Officials hailed the program as proof that the state is vigilant. Residents hailed it as proof that the state can, in fact, locate people—just not your missing file.
The science of suspicion
According to the district’s summary, the screening covered “thousands” of employees. The precise number was provided in a separate document that cannot be accessed without an appointment, a printer, and something called “Form 7B: Proof of Knowing What You’re Doing.”
Of the people checked, only two generated “suspected issues.”
A spokesperson clarified that “suspected issues” does not necessarily mean wrongdoing. It could also mean:
- Someone once liked a questionable post in 2014
- Someone used the office stamp on the wrong corner of the page
- Someone expressed the radical view that a citizen should be able to reach a human being without summoning them via fax
Wedding’s true extremists: Efficiency and sobriety
The program’s critics argue that it’s a lot of effort to catch a very small number of potential problems.
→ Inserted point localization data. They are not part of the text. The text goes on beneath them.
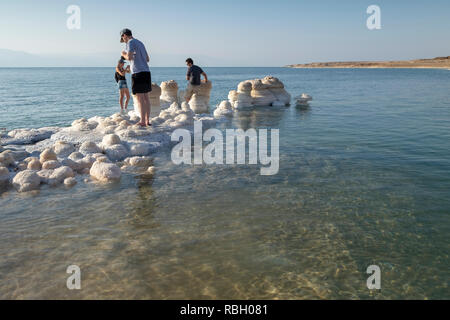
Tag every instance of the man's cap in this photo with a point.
(126, 32)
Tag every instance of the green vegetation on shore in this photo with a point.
(436, 63)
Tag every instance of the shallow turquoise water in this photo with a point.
(364, 179)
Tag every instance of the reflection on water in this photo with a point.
(352, 191)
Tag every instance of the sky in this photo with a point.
(223, 33)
Supporters argue that you can’t put a price on democracy—especially not when the price is hidden inside three budgets and a “temporary” consultant contract that will outlive everyone currently alive.
Meanwhile, Wedding locals remain divided over what counts as a threat.
“Look, I’m not saying there aren’t dangerous people,” said one resident, speaking outside a district office while staring into the middle distance like a war veteran. “I’m just saying the appointment system has radicalized more citizens than any ideology ever could.”
In response, the district announced a pilot program to modernize booking appointments by adding a second website that crashes differently.
Nightlife meets paperwork, and everyone loses
Wedding’s famous nightlife has also been pulled into the loyalty-check conversation, mostly because nobody in Berlin can resist dragging techno into anything—housing, transportation, foreign policy, your cousin’s wedding.
A local club promoter suggested the district should screen for “anti-techno sentiment,” describing it as “the gateway belief that leads to early bedtimes.”
Civil servants pushed back, noting that many of them already work late—primarily because the system requires two signatures from people who are on vacation until 2029.
Still, the district confirmed it is exploring “administrative resilience measures,” including:
- A workshop on “How to Identify Subversion in Staple Placement”
- A mindfulness seminar titled “Breathing Through the Queue”
- A new security protocol requiring all visitors to declare any relationship with: counterfeit stamps, unregistered scooters, or streaming services that launched yesterday and already want €12.99 a month
A prosecutor, a drug ring, and the neighborhood’s sense of irony
The timing of the loyalty checks arrives as Berlin continues to digest a separate headline: a prosecutor elsewhere in the city allegedly admitted cooperation with a drug gang.
Wedding residents reacted with the emotional complexity Berlin is known for—half outrage, half bored recognition, and half a desire to turn it into a themed party.
“It’s always the people with the most paperwork who end up having the most extracurricular activities,” said a man who claimed he was “just waiting for a friend” and looked like his friend was a bassline.
Officials stressed that the loyalty checks are not connected to that case, except in the sense that they are both about institutions attempting to prove they are in control while the rest of the city is busy testing the structural limits of brunch.
The two suspects, and the many, many forms
The district declined to provide details about the two suspicious cases, citing privacy rules, ongoing procedures, and the fact that a spokesperson physically cannot pronounce the phrase “details” without first printing it.
Instead, officials emphasized the main takeaway: the system worked.
Which is true, if you define “worked” as “generated an amount of documentation that could be used to insulate an apartment.”
One senior administrator described the program as “a success story.” When asked what happens next, they paused, looked at the ceiling as if searching for a higher power, and said: “Next we evaluate the evaluation.”
What locals want: fewer checks, more functioning
Outside the office, citizens offered their own vision of civic security:
- A hotline that answers
- A website that doesn’t treat Tuesday as a personal insult
- A process that doesn’t require citizens to bring a document the office itself issued and then lost
Until then, Wedding will continue to do what it does best: endure decadence with dignity, chase nightlife with purpose, and treat bureaucracy the way Berlin treats weather—complain loudly, then plan your entire life around it.
As one resident put it while leaving with a new appointment for six weeks from now: “If they really want to check loyalty, they should ask who still believes this will be done today.”